When contacted by Financial Advisor magazine in May, Blumenschein had just received a message from a business broker, calling with “another [broker-dealer] looking to be bought,” he said.
“There are plenty of B-D sellers,” confirms Steve Chipman, chief executive at Foothill Securities Inc. in Santa Clara, Calif., a 230-rep broker-dealer. Because of regulatory burdens, sellers are just saying, “‘No mas,’” Chipman says.
Meanwhile, small firms that plan on sticking around are discussing how they might combine or merge some of their operations, he adds. “The fear is, you don’t want to be swallowed up,” he says. “There’s a lot of talk among firms like, ‘Hey, we’re not in trouble, but where could we fit together?

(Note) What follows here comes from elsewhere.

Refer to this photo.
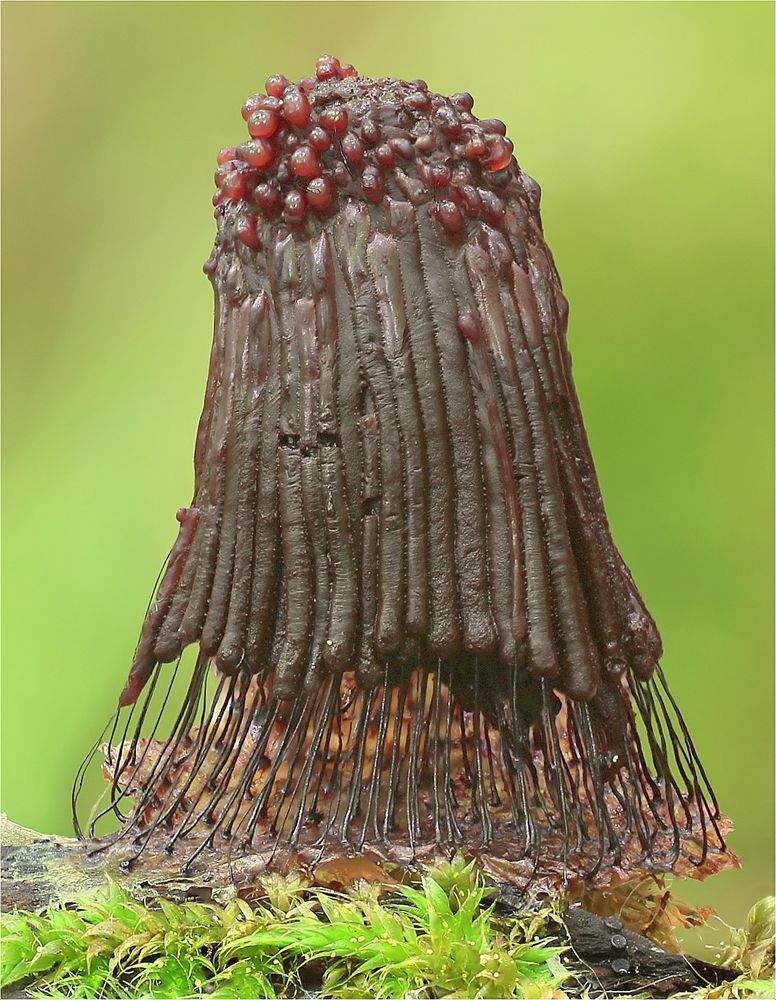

What can we do together that would be accretive [to earnings]? Maybe we could keep one of the B-Ds, or combine the IAs.’”
Those kinds of discussions “have happened more in the last three years than ever before,” Chipman says.
Scale Fallacy
Not everyone is convinced that smaller B-Ds will have to bulk up to build scale.
Tina Maloney, chairman and majority owner of Winslow Evans & Crocker Inc. in Boston, whose firm has about 50 employee advisors, gets calls from potential acquirers like everyone else.
“Everyone is for sale at some price,” Maloney allows, but unless B-Ds have substantial assets, “I just don’t see these very small firms being acquired,” she says. “There’s no sense purchasing a small firm without huge assets [and then] picking up all their compliance issues.”
Ray Grenier, chief executive at Bolton Global Capital Inc. in Bolton, Mass., is in the same camp. “I don’t lose any sleep over these [huge] firms combining all these [acquired] B-Ds, with the hope that it will work out,” says Grenier, who has 75 producing reps with assets of around $5 billion. “There’s not a compelling case for scale that we can see.”
Clearing costs for smaller firms are not much more than they are for larger competitors, Grenier says, occupancy expenses should be about the same, and payroll is equivalent or even lower for the little guys.
Larger firms may be able to spread out the costs of marketing and recruiting, but that advantage might be offset by the higher costs from supervising a lot of smaller producers, he adds. A three-man shop like Treece Financial Services Corp. in Toledo, Ohio would seem an obvious candidate to be bought out, but that’s not the case, says Dock David Treece, a partner at the firm.